AMES, Iowa – Changing population densities in urban areas across the globe could have major implications for building energy use and sustainability in the decades to come, according to a new study published by a team of international researchers that includes two Iowa State University scientists.
The research team studied global urban population densities and associated energy use through the creation of intricate computer models that analyzed multiple scenarios, said Yuyu Zhou, an assistant professor of geological and atmospheric sciences and co-author of the study. It’s the first global-scale analysis of future urban population densities and associated building energy use, Zhou said.
“Getting a handle on building energy use in the decades to come will help to answer questions about sustainable urban development,” he said.
The models made projections through 2050 and found that evolving urban densities will have the greatest effect in determining building energy use in developing regions, Zhou said. In general, as urban areas become less dense, they require more energy to heat and cool. In developed nations, the adoption of new energy efficient technology will play a roughly equal role in urban building energy use, Zhou said.

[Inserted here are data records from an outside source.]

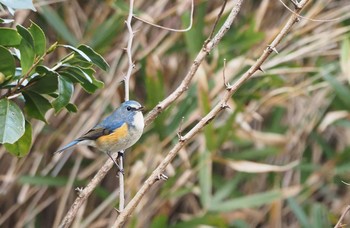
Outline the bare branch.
[59,152,118,228]
[118,151,125,212]
[207,0,227,42]
[113,0,308,227]
[145,0,243,125]
[334,205,350,228]
[124,0,134,101]
[133,0,194,32]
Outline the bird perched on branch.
[55,100,144,171]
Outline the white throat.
[133,112,145,131]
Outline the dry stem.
[113,0,308,227]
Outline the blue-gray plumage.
[56,101,144,156]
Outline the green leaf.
[66,103,78,113]
[26,73,58,94]
[58,44,92,62]
[5,121,32,157]
[0,46,16,78]
[0,28,22,47]
[287,197,311,227]
[0,99,25,144]
[16,25,34,47]
[150,215,168,228]
[40,6,78,45]
[59,66,104,93]
[29,22,46,56]
[52,77,74,113]
[78,45,109,71]
[209,190,283,212]
[22,91,52,123]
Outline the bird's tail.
[55,140,80,154]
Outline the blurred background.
[0,0,350,228]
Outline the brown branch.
[124,0,134,101]
[206,0,227,42]
[133,0,194,32]
[113,0,309,227]
[334,205,350,228]
[145,0,243,125]
[59,152,118,228]
[60,0,243,227]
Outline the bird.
[55,100,145,172]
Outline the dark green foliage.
[0,22,109,157]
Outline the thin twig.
[59,152,118,228]
[133,0,194,32]
[207,0,227,41]
[145,0,243,125]
[113,0,309,227]
[118,151,125,212]
[222,59,230,89]
[60,0,243,227]
[334,205,350,228]
[279,0,341,22]
[124,0,135,101]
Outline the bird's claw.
[157,173,169,181]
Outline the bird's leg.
[117,150,124,175]
[117,150,124,160]
[107,151,124,173]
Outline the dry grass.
[0,0,350,227]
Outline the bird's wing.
[55,121,123,153]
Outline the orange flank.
[97,123,128,145]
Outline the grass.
[0,1,350,227]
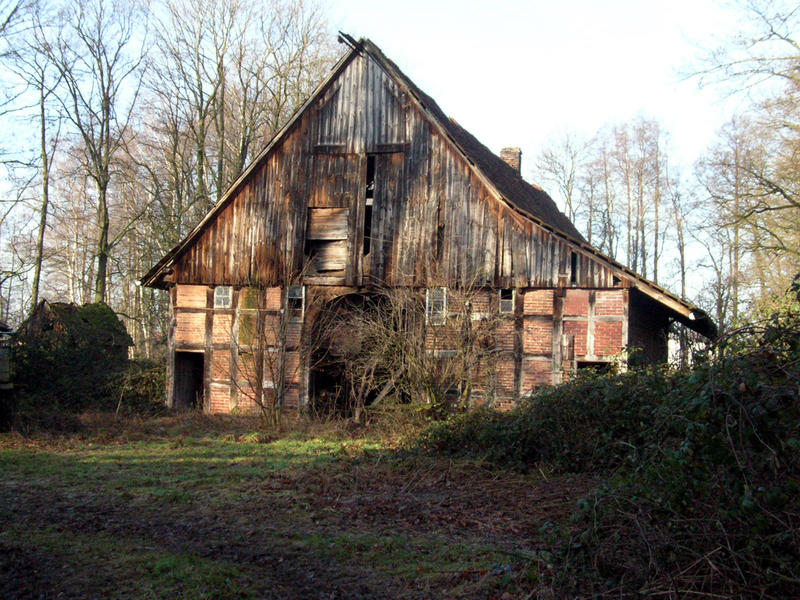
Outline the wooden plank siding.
[169,55,616,288]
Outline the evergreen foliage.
[421,290,800,598]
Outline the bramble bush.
[419,288,800,598]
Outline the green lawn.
[0,417,591,599]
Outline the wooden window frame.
[497,288,517,315]
[425,286,447,325]
[214,285,233,308]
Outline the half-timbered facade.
[142,38,713,412]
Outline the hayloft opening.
[172,352,205,409]
[499,288,514,313]
[363,154,375,256]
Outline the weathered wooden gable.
[166,47,615,287]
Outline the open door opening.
[172,352,205,410]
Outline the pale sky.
[328,0,736,179]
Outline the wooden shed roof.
[141,33,716,337]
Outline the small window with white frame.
[425,287,447,325]
[214,285,233,308]
[286,285,306,319]
[497,288,515,314]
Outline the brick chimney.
[500,148,522,173]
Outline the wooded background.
[0,0,800,356]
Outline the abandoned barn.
[142,36,714,413]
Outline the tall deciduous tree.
[43,0,146,302]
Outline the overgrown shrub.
[14,301,131,412]
[419,367,672,473]
[112,359,166,414]
[421,298,800,598]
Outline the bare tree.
[536,133,591,223]
[41,0,146,302]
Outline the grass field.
[0,416,593,600]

“Ideally, we want to save energy in the future, and studies like this one can show us how building energy use changes as our cities grow,” Zhou said.
Annual energy use for heating and cooling in North America will increase between 15 and 30 percent, according to the paper. The region that includes China, Cambodia, Korea, Laos, Mongolia and Vietnam would increase between 35 and 50 percent, overtaking North American energy use across nearly all of the scenarios examined in the study, but that region also has the largest potential for savings.
The study found retrofitting aging urban infrastructure with updated and energy efficient technology has a role to play in improving the global energy outlook, but the study suggested that waiting to retrofit buildings until energy-saving technology becomes more widely available could lead to greater long-term energy savings.
The paper was published this week in the peer-reviewed academic journal Proceedings of the National Academy of Sciences.
Xiaoma Li, a postdoctoral research associate in geological and atmospheric sciences, also is a co-author of the study. Other co-authors included personnel at Texas A&M, Pacific Northwest National Laboratory, Boise State University, Yale University and in Hungary.